D'autres candidats potentiels de poids vont donner du grain à moudre à Christian Jacob, puisqu'ils ont officiellement quitté LR. C'est le cas du président des Hauts-de-France Xavier Bertrand, qui a annoncé le 10 août, au beau milieu de l'été, qu'il "se préparait" à l'élection présidentielle, et qu'il ferait fi de toute désignation interne à son ancien parti puisque seuls les électeurs seraient les juges de paix, lors des élections régionales prévues en 2021. Il a d'ores et déjà mis sur les rails un mouvement, La Manufacture, afin de porter sa candidature le cas échéant. 

Idem pour Valérie Pécresse. La présidente de la région Ile-de-France, qui a quitté LR pour fonder le mouvement Libres, a laissé comprendre sur RTL qu'il faudrait compter avec elle à l'avenir. "A ce stade, je n'exclus rien, je n'écarte rien", a indiqué l'ancienne ministre de Nicolas Sarkozy, tout en affirmant qu'il était trop tôt pour aborder le sujet. Valérie Pécresse a d'ailleurs répondu présente à l'invitation de Christian Jacob au week-end de rentrée de son ancien parti. 

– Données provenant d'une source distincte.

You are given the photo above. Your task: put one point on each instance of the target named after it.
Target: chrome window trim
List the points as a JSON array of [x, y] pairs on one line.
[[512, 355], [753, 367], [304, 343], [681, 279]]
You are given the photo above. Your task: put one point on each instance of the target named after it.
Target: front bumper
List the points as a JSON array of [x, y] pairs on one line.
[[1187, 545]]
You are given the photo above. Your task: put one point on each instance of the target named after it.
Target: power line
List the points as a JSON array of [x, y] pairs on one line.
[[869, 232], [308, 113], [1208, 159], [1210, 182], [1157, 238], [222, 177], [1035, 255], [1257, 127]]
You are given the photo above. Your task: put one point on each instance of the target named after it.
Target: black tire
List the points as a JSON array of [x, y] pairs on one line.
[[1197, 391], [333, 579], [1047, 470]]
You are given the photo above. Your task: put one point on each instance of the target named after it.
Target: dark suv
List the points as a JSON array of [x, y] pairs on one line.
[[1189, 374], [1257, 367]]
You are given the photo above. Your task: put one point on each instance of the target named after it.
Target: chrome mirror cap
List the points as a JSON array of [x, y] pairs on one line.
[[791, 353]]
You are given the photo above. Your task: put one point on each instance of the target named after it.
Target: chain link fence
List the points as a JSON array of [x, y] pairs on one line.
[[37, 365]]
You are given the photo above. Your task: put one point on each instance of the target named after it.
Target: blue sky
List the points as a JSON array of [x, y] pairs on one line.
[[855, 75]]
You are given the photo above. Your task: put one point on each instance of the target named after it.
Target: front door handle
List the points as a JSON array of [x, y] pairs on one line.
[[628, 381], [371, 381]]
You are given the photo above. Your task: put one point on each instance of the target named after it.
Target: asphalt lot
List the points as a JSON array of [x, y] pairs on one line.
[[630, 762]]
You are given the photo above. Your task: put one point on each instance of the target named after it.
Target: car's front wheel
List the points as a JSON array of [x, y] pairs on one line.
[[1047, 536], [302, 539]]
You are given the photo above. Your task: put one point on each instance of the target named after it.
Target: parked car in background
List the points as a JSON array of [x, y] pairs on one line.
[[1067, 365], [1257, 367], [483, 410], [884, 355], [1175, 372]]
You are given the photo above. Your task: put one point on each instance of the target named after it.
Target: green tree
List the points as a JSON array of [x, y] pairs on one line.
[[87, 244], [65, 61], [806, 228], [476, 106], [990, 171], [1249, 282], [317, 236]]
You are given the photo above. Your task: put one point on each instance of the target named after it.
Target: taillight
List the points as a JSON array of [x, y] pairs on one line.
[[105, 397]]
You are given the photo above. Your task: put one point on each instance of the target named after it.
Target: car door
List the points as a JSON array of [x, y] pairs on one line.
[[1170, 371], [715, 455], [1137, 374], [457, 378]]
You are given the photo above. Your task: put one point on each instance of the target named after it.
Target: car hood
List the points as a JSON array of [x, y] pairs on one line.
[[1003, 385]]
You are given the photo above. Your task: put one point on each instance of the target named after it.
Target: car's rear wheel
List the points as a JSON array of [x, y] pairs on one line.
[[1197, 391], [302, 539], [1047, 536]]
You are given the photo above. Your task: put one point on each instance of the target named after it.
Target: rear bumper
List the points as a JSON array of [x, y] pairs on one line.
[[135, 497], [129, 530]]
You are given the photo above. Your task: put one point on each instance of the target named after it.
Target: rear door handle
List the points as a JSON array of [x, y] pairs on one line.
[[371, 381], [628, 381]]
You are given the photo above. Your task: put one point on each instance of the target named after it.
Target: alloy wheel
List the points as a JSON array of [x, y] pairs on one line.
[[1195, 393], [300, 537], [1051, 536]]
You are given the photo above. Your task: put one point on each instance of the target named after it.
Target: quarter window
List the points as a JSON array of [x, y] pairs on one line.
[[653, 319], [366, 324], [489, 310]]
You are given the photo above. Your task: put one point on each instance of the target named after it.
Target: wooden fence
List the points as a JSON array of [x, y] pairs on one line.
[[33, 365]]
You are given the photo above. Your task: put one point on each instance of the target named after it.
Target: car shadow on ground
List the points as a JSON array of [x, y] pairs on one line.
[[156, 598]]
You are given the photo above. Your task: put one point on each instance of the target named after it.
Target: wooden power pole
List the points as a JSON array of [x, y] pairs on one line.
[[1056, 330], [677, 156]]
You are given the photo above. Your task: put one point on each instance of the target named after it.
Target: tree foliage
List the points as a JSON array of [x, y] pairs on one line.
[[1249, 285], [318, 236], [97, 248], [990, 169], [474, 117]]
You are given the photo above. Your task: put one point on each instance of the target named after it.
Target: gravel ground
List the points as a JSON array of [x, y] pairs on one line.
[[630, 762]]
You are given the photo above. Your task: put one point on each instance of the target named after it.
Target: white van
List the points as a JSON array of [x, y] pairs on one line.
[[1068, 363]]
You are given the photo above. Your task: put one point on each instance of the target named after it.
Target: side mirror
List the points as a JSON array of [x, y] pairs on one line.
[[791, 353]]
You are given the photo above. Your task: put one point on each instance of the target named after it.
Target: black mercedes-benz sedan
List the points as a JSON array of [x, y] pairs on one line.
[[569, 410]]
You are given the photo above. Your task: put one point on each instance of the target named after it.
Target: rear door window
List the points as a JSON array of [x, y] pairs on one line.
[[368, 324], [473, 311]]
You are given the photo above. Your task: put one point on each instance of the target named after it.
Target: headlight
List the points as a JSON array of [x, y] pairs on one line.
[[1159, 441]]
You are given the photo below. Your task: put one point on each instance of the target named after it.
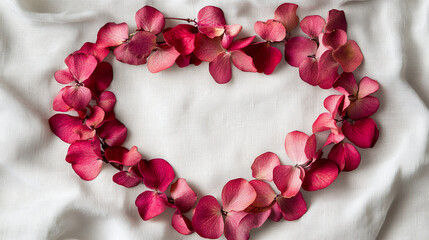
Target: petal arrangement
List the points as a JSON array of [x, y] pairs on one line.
[[325, 58]]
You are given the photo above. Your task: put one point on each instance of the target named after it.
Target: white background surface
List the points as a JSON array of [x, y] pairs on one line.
[[210, 133]]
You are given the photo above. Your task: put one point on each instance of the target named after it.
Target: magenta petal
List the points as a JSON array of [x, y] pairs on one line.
[[262, 167], [207, 220], [286, 14], [113, 133], [150, 204], [184, 197], [288, 180], [181, 223], [363, 133], [345, 156], [320, 175], [85, 157], [220, 68], [270, 31], [298, 49], [292, 208], [312, 25], [164, 57], [157, 174], [348, 56], [70, 129], [367, 86], [112, 34], [150, 19], [237, 195]]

Quant à Rachida Dati, auréolée de son score honorable aux municipales à Paris, elle a également pris soin de ne rien exclure. "Certains m'en parlent", affirme-t-elle à Ouest-France. "J'aborde cette question avec beaucoup d'humilité. La fonction présidentielle n'est pas une fonction comme les autres."

"Départage", le mot mystère

Si la direction du parti prie les ambitieux de ne pas se déclarer trop tôt, c'est aussi parce que la méthode de désignation est loin d'être réglée. La question de la primaire de la droite divise profondément les ténors du parti, refroidis par les précédentes expériences. Si Philippe Juvin jugeait, sur LCI, "indispensable d'avoir une primaire à droite au premier tour pour avoir une chance d'être qualifié", d'autres, à l'instar de Rachida Dati, estiment que "c'est une machine à perdre", génératrice "de haine et de divisions". 

Faudrait-il envisager un autre mode de désignation ? C'est ce que laisse entendre Christian Jacob auprès du Figaro, employant un terme insolite, le "départage", que l'on connaissait jusqu'ici plutôt dans le vocabulaire juridique des prud'hommes. "Je ne désespère pas d’avoir un candidat qui s’impose naturellement", indique le patron de LR. "Si ce n’est pas le cas avant l’été, alors nous devrons réfléchir collectivement à un système de départage." 

Même lexique de rentrée pour Gérard Larcher, invité vendredi de LCI. "Il faudra choisir entre des candidats, ce qui est plutôt une chance", a assuré le président du Sénat. "On a pas mal de talents." De quelle façon ? "Par un départage", a-t-il avancé, sans plus de précision. La priorité sera, estime le sénateur, d'éviter à tout prix que les candidats de droite ne finissent par s'affronter au premier tour de l'élection présidentielle. "Ne pas être présent au second tour serait catastrophique, je ne veux pas m'y résoudre. Je ferai tout ce qui est possible pour que cela n'arrive pas." Reste à trouver le mode d'emploi.